What this means for Virginia politicians
Receive a gift + meet with the donor/gift-giver, because that is what normal politicians do + possibly assist them in some minor way in your official capacity = go to jail. Essentially the simple fact that a gift giver has given something to a politician allows the inference that there is an informal arrangement to help the giver on some future date.
In an early scene in the Godfather Don Corleone agrees to do a favor for one of his guests and states “Some day, and that day may never come, I will call upon you to do a service for me. … until that day accept this . . . as a gift . . .” These words were never spoken between Gov. McDonnell and Johnnie Williams. The jury inferred these words from their behaviors. EVERY GIFT going forward to any office holder (even outside Virginia) will be regarded under federal law as a quid pro quo from Don Corleone.
To that end I agree with Chris Saxman.
[…] I have previously opined about how this conviction occurred. […]
Mr. Prados, is what I read in the media true, that the McDonald’s first legal team advised him to take the plea bargain, that he could not win in court?
If that is really true, how does your article seem to clash with their advice? Which of you has the most experience in these types of cases, his initial legal team, or you? Honestly, I do not know.
It is difficult for the non-lawyer to understand how lawyers could be so far apart in their interpretation, recommendation, and advice?
Perhaps still drunk on egotism, McDonnell did not know whose advice to take either?

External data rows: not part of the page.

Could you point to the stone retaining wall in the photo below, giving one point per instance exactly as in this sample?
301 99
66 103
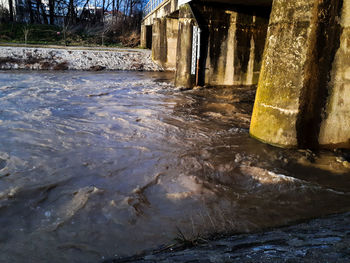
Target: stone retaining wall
76 59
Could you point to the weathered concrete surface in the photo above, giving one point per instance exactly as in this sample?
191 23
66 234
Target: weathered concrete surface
146 36
183 77
320 240
164 42
233 40
75 59
335 128
301 42
165 9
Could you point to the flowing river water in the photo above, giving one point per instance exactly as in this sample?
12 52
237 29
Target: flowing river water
101 165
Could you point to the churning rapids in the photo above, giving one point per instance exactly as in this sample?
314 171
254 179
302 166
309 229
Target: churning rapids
102 165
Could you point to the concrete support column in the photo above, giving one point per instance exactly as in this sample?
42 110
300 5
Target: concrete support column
183 77
233 41
159 41
302 38
172 29
164 42
335 128
143 36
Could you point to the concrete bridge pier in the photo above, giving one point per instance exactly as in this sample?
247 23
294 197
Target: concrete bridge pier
231 44
303 96
164 41
146 36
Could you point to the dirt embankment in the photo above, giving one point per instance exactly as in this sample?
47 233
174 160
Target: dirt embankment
320 240
38 58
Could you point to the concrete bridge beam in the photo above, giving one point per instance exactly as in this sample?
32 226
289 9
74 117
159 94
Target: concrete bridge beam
302 40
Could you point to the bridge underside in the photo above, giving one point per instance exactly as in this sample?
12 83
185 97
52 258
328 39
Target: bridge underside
296 52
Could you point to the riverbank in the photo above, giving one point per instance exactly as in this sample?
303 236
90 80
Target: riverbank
319 240
77 58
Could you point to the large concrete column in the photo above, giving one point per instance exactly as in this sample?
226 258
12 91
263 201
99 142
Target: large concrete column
159 41
233 39
164 42
335 128
172 29
302 38
143 36
183 77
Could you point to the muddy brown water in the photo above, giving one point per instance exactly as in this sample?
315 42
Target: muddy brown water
101 165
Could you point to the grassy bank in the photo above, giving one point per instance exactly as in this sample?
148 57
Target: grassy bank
39 34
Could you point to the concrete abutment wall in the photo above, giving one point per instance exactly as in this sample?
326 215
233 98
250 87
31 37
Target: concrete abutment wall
297 53
232 44
301 97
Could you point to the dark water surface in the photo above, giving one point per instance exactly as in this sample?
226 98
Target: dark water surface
97 165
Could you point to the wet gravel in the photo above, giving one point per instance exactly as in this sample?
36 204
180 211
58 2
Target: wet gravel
319 240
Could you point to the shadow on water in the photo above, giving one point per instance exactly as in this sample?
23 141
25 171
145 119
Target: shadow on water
96 166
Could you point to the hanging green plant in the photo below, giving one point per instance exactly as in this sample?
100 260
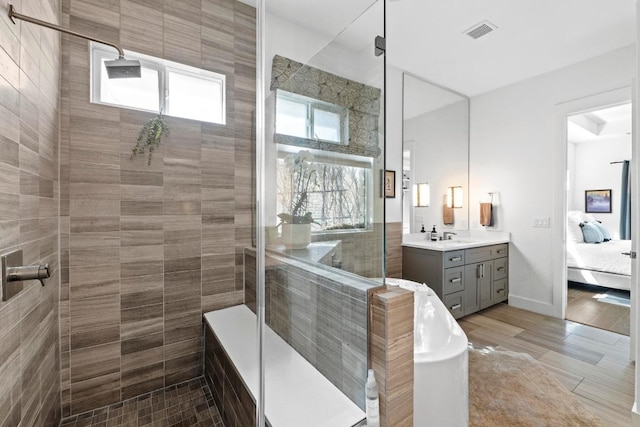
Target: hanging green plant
150 136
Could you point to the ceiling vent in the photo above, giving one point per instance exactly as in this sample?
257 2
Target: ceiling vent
481 29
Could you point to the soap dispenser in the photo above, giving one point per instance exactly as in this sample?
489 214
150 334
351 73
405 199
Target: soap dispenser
434 234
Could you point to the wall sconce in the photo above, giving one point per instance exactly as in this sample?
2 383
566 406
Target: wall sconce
454 197
421 195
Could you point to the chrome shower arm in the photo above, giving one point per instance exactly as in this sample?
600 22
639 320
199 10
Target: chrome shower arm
13 14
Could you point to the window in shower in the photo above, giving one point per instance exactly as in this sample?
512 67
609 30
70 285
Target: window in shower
177 90
339 194
303 117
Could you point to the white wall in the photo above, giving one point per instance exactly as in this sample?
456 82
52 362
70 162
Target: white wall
393 207
593 171
513 151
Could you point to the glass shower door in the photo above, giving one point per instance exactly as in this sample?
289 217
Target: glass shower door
320 246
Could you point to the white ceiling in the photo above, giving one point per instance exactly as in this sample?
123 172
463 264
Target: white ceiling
424 98
425 37
533 37
601 125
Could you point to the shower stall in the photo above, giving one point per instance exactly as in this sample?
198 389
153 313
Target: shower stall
320 200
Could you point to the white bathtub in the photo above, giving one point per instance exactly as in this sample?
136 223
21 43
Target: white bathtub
441 374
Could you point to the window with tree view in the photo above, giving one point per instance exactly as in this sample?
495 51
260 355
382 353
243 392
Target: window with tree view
336 197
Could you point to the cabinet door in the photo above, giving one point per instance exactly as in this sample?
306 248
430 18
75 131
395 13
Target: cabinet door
485 283
501 290
501 268
471 294
455 304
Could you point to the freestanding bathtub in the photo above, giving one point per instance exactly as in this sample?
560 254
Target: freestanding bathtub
441 374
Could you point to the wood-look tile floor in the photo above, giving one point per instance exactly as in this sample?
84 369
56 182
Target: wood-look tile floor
592 363
582 307
186 404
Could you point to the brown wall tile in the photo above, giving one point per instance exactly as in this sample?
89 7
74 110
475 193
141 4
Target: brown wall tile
29 328
161 241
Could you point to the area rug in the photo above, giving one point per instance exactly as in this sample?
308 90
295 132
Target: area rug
615 300
513 389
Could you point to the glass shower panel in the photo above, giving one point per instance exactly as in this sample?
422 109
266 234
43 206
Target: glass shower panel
322 209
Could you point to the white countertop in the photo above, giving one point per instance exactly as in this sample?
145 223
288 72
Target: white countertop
464 239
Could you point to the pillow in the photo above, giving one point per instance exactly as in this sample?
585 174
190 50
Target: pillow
591 233
574 231
605 233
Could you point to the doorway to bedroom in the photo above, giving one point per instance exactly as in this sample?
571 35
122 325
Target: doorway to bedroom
599 150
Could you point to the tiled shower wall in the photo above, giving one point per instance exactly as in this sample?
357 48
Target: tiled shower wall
146 249
29 88
321 312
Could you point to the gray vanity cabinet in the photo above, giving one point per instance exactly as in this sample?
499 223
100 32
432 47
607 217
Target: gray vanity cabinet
466 280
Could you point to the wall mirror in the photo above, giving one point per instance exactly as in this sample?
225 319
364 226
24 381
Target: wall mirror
435 151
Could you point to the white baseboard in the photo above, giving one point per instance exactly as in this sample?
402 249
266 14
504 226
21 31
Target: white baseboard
635 415
532 305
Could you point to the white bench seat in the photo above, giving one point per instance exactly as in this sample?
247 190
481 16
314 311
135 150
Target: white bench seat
296 393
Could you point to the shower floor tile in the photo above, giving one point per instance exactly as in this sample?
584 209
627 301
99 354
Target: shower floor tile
183 405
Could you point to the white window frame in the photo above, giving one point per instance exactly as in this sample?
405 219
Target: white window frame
99 52
311 105
341 159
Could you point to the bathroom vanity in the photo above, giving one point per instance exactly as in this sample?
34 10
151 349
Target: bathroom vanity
468 275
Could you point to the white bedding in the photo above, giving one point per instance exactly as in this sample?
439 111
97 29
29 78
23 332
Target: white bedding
606 256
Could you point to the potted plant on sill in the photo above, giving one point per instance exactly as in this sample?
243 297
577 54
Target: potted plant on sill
150 137
296 223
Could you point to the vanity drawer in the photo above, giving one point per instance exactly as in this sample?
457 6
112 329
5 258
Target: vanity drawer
501 289
485 253
453 280
500 268
501 250
453 259
455 304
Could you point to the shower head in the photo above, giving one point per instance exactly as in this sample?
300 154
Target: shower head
123 68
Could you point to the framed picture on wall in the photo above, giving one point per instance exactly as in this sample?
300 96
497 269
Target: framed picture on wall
390 184
597 201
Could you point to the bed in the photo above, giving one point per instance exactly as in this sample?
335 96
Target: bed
600 264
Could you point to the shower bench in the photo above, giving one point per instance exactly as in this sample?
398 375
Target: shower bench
296 393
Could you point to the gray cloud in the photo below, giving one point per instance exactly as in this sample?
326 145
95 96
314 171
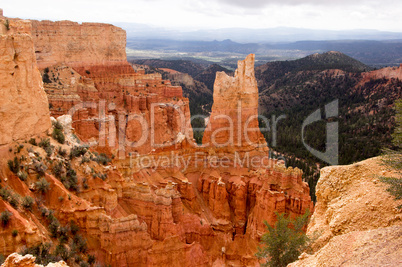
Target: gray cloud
254 4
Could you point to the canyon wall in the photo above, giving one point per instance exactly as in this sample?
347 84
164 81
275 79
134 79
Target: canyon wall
73 43
164 201
24 108
355 217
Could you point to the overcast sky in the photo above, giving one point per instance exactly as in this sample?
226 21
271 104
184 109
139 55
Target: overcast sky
207 14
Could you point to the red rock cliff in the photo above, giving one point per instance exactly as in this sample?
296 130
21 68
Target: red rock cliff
78 44
24 108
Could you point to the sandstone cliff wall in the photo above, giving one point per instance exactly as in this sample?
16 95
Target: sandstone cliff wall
355 217
78 44
24 108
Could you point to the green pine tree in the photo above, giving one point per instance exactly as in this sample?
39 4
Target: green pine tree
283 243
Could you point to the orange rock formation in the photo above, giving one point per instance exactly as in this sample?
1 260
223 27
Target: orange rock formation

“McDonald’s [sic] first legal team advised him to take the plea bargain” I understand this to be true.
“that he could not win in court?” If this is the advice it was not made public.
“If that is really true, how does your article seem to clash with their advice?” I don’t understand the question. Nonetheless if you look back to my post from a week before the trial started I indicated that both sides should be pushing for a plea deal.
“Which of you has the most experience in these types of cases, his initial legal team, or you?” His initial legal team, I am not a criminal defense attorney. I have spoken very highly of Tony Troy in particular in the past.
I agree with your analysis Paul. May I add that in the articles that have featured interviews with jurors, none of them even mentioned the “official acts” problem. They all focused on the gifts the McDonnells received as if that was the end of the story. I would be very surprised if the convictions are not overturned. A hallmark of our Constitutional system is that due process demands that a man be reasonably capable of determining what is legal or not before you throw him in jail. No one in America suspected prior to the McDonnell indictment that allowing someone to prepare a guest list for a function in the Governor’s mansion constituted an official act the penalty for which could be over two decades in Federal prison.